Anstatt zu versuchen, Bachmanns Leben mitsamt ihres tragischen Tods in Gänze abzubilden, wirft von Trotta das Spotlight auf zwei Abschnitte dieses Lebens: ihre viel besprochene Beziehung zum Schweizer Autor Max Frisch (Ronald Zehrfeld) einerseits, und Bachmanns Reflektion des Auseinanderbrechens jener Liebschaft bei einer späteren, titelgebenden, Reise in die ägyptische Wüste andererseits.
Deutschsprachige Literaturstars mit Hollywood-Glamour

Mit dem Kennenlernen des zukünftigen Paares im Pariser Glitz und Glamour des Jahres 1958 führt von Trotta in die Handlung ein und situiert ihren Film somit an einem Punkt in Bachmanns Karriere, an dem ihre Schreibblockade jegliche lyrische Publikationen unmöglich gemacht hat – was auch die verschwindend geringe Präsenz von Bachmanns Kunst im Laufe von Reise in die Wüste erklärt. Zwar finden sich gelegentlich und beinahe stichprobenhaft die bekanntesten von Bachmanns Zitaten in Dialogfetzen wieder, doch darüber hinaus umschifft von Trotta die Literatur und konzentriert sich ganz auf die desaströse Beziehung zu Max Frisch.
Dieses Kennenlernen funktioniert hier fast wie in einer romantischen Komödie. Frisch ist bereits seit Monaten großer Bachmann-Fan, vor der funkelnden Stadtkulisse wird zur Seine spaziert, wo das Rezitieren französischer Lyrik nicht fehlen darf. Solche Hochglanz-Bilder finden sich im Laufe des Films immer wieder und suggerieren eine Welt, in der deutschsprachige Literaturstars den frühen Hollywood-Glamour mimten, durchaus gemäß der historisch nachgewiesenen Vorliebe des Paares für prachtvolle Räumlichkeiten und teure materielle Güter.
Brüllereien in der Beziehung und auf der Bühne

Vor diesen prunkvollen Kulissen inszeniert von Trotta das sich nun entladende Machtspiel der Giganten. Denn auch die schönste Kulisse kann nicht verstecken, was bei dem glamourösen Paar direkt unter der fragilen Oberfläche brodelt und sich in Windeseile zu einer Abhängigkeit par excellence entwickelt. Frischs Faszination für Bachmanns Scharfsinnigkeit und Unabhängigkeit stirbt mit Beginn der aufkeimenden Partnerschaft einen schnellen Tod, nun soll seine „Principessa“ domestiziert werden und bestenfalls auch jeglichen Kontakt zum anderen Geschlecht einstellen.

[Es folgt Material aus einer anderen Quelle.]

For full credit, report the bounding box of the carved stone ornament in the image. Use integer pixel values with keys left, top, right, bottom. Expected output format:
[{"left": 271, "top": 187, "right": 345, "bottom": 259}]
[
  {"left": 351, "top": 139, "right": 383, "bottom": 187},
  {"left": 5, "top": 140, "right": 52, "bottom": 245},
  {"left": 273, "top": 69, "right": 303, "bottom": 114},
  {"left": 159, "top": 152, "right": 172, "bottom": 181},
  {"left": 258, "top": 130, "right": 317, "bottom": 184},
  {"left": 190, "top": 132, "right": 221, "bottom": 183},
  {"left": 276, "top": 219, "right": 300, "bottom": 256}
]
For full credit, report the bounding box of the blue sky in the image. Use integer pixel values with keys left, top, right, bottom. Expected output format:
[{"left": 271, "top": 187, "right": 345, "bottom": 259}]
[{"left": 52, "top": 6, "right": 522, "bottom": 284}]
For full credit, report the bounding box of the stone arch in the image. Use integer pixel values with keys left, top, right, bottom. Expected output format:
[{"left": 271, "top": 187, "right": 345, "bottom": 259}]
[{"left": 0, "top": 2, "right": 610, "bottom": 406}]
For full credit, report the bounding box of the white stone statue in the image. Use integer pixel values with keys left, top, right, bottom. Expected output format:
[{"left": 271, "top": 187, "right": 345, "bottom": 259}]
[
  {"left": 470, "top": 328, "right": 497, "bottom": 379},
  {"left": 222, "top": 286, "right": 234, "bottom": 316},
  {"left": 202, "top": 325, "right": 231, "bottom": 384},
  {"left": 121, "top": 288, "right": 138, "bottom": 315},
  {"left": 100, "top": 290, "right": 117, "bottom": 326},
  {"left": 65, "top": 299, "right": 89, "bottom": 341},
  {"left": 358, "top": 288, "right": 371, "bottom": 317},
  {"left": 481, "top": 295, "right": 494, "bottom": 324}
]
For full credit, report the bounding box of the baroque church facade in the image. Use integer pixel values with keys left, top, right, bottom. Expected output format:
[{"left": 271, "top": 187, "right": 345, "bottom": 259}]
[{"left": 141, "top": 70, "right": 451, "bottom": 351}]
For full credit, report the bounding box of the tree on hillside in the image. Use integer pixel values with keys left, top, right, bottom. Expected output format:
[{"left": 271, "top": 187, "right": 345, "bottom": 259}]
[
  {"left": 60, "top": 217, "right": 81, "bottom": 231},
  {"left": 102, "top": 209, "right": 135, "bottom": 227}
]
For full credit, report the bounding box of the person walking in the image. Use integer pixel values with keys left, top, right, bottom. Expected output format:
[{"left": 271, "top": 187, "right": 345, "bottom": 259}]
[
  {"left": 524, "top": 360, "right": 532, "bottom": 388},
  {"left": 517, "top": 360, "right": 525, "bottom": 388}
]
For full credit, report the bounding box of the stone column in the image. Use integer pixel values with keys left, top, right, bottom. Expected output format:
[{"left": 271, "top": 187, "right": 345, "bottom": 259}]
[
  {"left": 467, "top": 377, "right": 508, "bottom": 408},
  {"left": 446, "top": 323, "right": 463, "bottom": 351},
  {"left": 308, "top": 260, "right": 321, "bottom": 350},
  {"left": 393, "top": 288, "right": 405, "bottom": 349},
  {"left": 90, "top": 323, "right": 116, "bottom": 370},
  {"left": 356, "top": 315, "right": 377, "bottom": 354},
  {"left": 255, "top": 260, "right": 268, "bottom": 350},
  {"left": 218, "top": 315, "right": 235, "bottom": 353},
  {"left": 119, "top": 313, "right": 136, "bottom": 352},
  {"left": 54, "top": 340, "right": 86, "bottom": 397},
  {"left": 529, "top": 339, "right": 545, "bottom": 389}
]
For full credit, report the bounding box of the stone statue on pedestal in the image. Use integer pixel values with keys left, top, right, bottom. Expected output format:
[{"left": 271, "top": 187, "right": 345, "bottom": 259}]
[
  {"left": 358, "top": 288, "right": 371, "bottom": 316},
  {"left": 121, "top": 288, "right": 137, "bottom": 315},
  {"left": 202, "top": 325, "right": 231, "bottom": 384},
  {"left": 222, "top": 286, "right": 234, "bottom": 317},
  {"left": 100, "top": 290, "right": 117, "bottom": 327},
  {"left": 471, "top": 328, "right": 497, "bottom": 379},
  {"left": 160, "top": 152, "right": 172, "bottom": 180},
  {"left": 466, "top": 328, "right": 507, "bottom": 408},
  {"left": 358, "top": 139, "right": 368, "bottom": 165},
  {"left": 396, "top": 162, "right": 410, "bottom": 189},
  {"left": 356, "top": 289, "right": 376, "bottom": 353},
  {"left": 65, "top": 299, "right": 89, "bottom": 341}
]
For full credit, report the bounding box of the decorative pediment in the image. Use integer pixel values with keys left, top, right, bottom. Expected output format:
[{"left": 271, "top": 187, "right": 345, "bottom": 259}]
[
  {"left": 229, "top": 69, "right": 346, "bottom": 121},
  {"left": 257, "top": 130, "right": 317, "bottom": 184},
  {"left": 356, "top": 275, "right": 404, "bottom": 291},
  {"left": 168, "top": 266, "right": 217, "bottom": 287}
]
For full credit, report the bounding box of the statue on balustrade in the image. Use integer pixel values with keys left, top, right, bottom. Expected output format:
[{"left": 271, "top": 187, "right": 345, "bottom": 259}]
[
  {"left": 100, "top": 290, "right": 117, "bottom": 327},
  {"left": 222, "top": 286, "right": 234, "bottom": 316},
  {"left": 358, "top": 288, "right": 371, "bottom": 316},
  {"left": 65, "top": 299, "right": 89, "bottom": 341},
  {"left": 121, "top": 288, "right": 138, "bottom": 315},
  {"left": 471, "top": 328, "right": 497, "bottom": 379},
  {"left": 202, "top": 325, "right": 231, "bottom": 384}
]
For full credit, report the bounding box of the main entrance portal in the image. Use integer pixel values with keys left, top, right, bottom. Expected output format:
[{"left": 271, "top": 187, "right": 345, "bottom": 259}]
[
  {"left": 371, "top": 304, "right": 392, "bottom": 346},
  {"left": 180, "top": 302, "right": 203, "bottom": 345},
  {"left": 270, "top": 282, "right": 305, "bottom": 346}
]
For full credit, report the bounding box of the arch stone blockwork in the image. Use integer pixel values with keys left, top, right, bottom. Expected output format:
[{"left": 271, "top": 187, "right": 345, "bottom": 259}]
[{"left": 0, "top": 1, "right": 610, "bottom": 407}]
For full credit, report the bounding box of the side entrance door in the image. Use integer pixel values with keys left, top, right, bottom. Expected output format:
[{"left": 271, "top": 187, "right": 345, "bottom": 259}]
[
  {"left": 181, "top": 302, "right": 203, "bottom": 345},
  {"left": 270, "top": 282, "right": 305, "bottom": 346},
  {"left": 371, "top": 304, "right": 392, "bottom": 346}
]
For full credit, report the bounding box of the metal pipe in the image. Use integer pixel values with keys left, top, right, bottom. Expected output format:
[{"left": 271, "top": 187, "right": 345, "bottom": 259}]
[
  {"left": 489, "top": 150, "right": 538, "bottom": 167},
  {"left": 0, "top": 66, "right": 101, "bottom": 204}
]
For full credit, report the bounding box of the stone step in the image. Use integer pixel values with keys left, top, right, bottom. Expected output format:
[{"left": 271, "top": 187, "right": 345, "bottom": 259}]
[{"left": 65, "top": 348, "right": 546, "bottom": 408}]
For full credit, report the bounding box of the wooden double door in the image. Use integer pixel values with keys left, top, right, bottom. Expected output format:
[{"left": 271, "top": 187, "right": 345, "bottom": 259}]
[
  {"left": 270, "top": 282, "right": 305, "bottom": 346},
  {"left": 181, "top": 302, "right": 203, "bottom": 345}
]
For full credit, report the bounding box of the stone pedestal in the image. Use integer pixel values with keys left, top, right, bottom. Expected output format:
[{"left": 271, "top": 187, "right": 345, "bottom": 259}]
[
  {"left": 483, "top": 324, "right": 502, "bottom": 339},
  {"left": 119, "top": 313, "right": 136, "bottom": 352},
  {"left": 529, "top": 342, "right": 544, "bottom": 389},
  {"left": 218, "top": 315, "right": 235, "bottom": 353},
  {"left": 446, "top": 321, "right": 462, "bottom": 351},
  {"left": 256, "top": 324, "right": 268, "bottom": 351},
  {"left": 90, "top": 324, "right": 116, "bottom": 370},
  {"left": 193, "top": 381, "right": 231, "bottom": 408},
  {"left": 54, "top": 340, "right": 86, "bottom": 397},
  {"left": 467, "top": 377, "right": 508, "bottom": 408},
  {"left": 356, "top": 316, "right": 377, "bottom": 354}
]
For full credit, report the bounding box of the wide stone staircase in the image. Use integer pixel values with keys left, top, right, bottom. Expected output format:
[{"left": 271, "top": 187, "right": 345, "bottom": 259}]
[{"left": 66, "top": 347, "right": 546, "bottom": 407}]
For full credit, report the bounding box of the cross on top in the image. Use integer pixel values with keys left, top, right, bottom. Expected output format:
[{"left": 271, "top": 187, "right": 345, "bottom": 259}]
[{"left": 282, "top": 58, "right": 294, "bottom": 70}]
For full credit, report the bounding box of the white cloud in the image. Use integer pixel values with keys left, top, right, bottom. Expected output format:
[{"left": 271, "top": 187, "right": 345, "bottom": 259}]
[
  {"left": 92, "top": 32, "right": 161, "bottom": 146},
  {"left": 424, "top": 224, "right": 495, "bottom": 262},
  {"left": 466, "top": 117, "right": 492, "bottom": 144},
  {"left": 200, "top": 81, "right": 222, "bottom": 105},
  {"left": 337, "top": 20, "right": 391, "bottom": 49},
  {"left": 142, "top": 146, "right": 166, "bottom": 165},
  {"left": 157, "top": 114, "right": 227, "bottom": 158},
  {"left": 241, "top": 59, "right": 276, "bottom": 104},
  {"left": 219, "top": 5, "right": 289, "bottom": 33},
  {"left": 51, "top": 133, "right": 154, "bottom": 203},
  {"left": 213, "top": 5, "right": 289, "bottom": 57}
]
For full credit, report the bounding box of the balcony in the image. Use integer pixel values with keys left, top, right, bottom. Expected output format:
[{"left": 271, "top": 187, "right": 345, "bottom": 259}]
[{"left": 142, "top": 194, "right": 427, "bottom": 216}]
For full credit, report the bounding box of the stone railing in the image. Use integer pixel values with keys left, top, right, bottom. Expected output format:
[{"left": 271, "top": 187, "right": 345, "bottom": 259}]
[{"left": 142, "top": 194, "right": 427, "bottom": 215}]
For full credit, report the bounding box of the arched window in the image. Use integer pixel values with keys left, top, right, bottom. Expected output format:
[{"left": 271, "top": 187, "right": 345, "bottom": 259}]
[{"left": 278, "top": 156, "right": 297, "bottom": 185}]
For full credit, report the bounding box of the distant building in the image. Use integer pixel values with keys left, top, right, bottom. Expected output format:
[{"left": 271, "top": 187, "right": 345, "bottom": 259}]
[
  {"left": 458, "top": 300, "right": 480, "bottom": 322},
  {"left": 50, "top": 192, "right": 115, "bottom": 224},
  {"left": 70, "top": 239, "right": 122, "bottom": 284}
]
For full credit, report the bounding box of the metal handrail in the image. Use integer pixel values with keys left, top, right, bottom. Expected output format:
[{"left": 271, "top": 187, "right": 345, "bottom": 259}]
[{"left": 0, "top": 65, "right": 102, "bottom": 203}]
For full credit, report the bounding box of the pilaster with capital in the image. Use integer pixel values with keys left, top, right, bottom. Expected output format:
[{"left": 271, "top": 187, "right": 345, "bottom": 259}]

Und Bachmann kämpft zurück mit allem, was sie hat – viel ist das zu diesem Zeitpunkt allerdings nicht mehr.
Vicky Krieps spielt Ingeborg Bachmann mal zärtlich, zumeist jedoch sichtlich geschwächt, sie bewegt sich wie ein verwundetes Tier durch die Brüllereien mit Frisch und über die deutschen Literaturbühnen. Weil sie jegliche lesbaren Emotionen verweigert, wirkt Krieps in ihrem Spiel durchweg limitiert, und so bleibt das Innenleben der Figur Bachmann bis auf wenige Ausnahmen verschlossen, kann nur durch Nebenfiguren eingeordnet werden, die zunehmend besorgt um die mentale Lage der Dichterin werden.
Das Genie und der Choleriker

Hilfestellung bei der Einordnung von Frischs psychischer wie physischer häuslicher Gewalt als Klimax von Bachmanns Elend gibt von Trotta durch ihren zweiten Handlungsstrang, den sie periodisch einfließen lässt. Auf das streitende Paar im römischen Luxusapartment folgt Bachmann in der Wüste, Jahre später, beim verzweifelten Versuch, die Beziehung zu verarbeiten. Der Kontrast zwischen den beiden Ebenen illustriert Bachmanns Scheitern, mit dem Geschehenen ihren Frieden zu machen, und lässt keine Unsicherheiten in der Interpretation jeglicher Bachmann-Frisch-Interaktionen zu. Max Frisch ist der besitzergreifende Choleriker und Ingeborg Bachmann das geplagte und zarte Genie, das von der Beziehung zersetzt wird.
Was von Trotta in der Inszenierung ihrer beiden Protagonist*innen dabei jedoch außen vor lässt: dass Ingeborg Bachmann die Beziehung zu Max Frisch bereits zu Lebzeiten äußert differenziert betrachtete und ihren Ex-Partner keineswegs als plumpes Monster sah, sondern die gegenseitige Dysfunktionalität stets anerkannte. Eine solche Interpretation bieten Ronald Zehrfeld und Vicky Krieps in ihrem Spiel nicht an und können die Figuren somit kaum von einer gewissen Oberflächlichkeit befreien. Die mythische Gestalt Bachmann bleibt auch nach von Trottas Biopic bestehen.